Decoding Medicare Advantage Coding Intensity

Official Responses and Industry Pushback

The reaction to these regulatory shifts has been bifurcated. CMS officials, led by the Biden-Harris administration, have consistently framed these changes as essential "accountability" measures. Their goal is to ensure that federal taxpayer dollars reflect actual patient care rather than administrative "upcoding."

Conversely, the insurance industry has been vocal in its opposition. Groups like the Better Medicare Alliance and AHIP have warned that the reduction in payments—specifically the exclusion of certain codes—will force plans to tighten their belts. Industry representatives argue that if federal payments are cut, the "extra" benefits that have become the hallmark of Medicare Advantage—such as dental, vision, hearing coverage, and reduced cost-sharing—will inevitably be on the chopping block.

However, data from the first two years of the V28 implementation suggests that the industry’s warnings may be overstated. While there have been modest increases in out-of-pocket limits and some trimming of supplemental benefits, insurers have absorbed the vast majority of the payment adjustments. Research indicates that insurers passed on only 17% to 24% of the payment reductions to the consumer, significantly less than the 50% "pass-through" seen in previous fiscal adjustments.

Implications for the Future of Medicare

The battle over coding intensity is far from over. Policymakers are now considering a variety of strategies to further bridge the gap between Medicare Advantage and traditional Medicare.

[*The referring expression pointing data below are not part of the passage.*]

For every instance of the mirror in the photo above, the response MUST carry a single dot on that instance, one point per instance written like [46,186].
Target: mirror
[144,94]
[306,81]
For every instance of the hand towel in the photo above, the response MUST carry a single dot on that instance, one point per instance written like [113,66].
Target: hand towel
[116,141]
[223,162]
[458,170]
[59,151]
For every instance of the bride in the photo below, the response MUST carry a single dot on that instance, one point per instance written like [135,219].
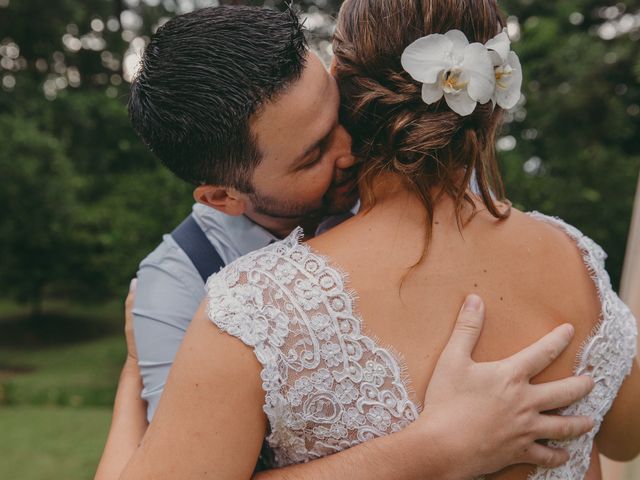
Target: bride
[312,329]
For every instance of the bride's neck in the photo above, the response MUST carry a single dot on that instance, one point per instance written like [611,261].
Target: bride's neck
[391,193]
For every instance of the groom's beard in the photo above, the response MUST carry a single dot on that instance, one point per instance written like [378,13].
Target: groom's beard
[341,197]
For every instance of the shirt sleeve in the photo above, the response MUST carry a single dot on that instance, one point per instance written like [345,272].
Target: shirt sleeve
[168,294]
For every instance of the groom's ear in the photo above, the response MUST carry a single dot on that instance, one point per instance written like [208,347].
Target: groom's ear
[332,67]
[227,200]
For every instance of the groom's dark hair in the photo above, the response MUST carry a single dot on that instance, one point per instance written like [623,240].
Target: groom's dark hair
[202,77]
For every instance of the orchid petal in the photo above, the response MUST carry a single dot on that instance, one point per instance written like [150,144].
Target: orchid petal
[477,67]
[431,92]
[425,58]
[458,42]
[508,97]
[460,102]
[501,45]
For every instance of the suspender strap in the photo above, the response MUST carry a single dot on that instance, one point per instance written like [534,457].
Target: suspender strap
[190,237]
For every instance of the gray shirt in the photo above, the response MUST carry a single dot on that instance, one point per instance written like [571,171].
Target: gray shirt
[170,291]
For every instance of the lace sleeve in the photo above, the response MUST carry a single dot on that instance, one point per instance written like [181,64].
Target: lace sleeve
[607,355]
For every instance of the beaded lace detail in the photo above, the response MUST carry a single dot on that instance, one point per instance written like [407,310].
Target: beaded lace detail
[607,355]
[328,386]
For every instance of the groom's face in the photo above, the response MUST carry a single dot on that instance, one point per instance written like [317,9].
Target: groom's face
[307,168]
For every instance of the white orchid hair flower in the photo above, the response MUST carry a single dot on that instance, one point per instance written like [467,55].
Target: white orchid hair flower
[507,70]
[464,73]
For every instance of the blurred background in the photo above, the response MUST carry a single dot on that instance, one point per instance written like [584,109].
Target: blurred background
[84,201]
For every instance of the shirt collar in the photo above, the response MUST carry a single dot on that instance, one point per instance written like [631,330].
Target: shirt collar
[239,231]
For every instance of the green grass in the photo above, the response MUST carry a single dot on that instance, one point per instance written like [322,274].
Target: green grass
[67,375]
[42,443]
[58,376]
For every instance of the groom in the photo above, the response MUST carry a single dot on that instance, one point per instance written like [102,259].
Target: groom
[231,100]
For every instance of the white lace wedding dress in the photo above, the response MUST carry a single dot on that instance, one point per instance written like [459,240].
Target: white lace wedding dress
[328,386]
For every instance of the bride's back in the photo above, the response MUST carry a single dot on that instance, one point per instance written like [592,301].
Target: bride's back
[530,274]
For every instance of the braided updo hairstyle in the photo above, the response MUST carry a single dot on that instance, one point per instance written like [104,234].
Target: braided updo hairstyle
[393,130]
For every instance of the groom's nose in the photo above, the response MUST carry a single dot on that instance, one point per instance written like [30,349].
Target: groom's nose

1. Expanding Exclusion Policies

There is significant support for broadening the list of diagnoses ineligible for risk adjustment. If "unlinked" chart reviews are disallowed, the next logical step, according to some advocates, is to exclude codes generated by health risk assessments (HRAs) that are not accompanied by a formal clinical encounter.

2. Tiered Adjustments

Rather than a flat, across-the-board reduction in risk scores, some economists have proposed a tiered system. Under this model, plans with historically high coding intensity would face larger downward adjustments to their risk scores, creating a more tailored approach to correcting for over-payment.

3. Addressing Favorable Selection

Perhaps the most significant, yet difficult, hurdle is "favorable selection." Even if coding intensity were perfectly mitigated, the fact remains that healthier people are more likely to join Medicare Advantage. This creates an inherent cost advantage that is not related to plan efficiency but to the demographics of the enrollee pool.

Proposals to fix this include:

  • Benchmark Reform: Implementing a "discount rate" for MA benchmarks to account for the fact that MA enrollees, on average, have lower expected costs than those who stay in traditional Medicare.
  • Clinical Data Integration: Using electronic health records (EHRs) and prescription drug claims to create a more robust risk profile that is applied equally to both traditional Medicare and MA.
  • Two-Sided Reinsurance: A program where plans with significantly lower-than-average costs pay into a fund, which then supports plans that take on exceptionally high-cost, high-risk patients. This would neutralize the incentive to chase healthy enrollees.

Conclusion

The evolution of Medicare Advantage is at a crossroads. While the program has succeeded in providing broad, popular coverage to millions, the $76 billion gap in spending compared to traditional Medicare highlights a system in need of calibration. Coding intensity is the most visible manifestation of a payment model that rewards documentation over patient outcomes. As CMS continues to refine its risk adjustment models and tighten oversight, the challenge will be to ensure that the program remains fiscally sustainable without undermining the benefits that seniors have come to rely on. The coming years will be defined by whether the industry adapts to a more transparent, accuracy-focused payment environment, or if the friction between federal regulators and private insurers leads to further structural reform of the entire Medicare ecosystem.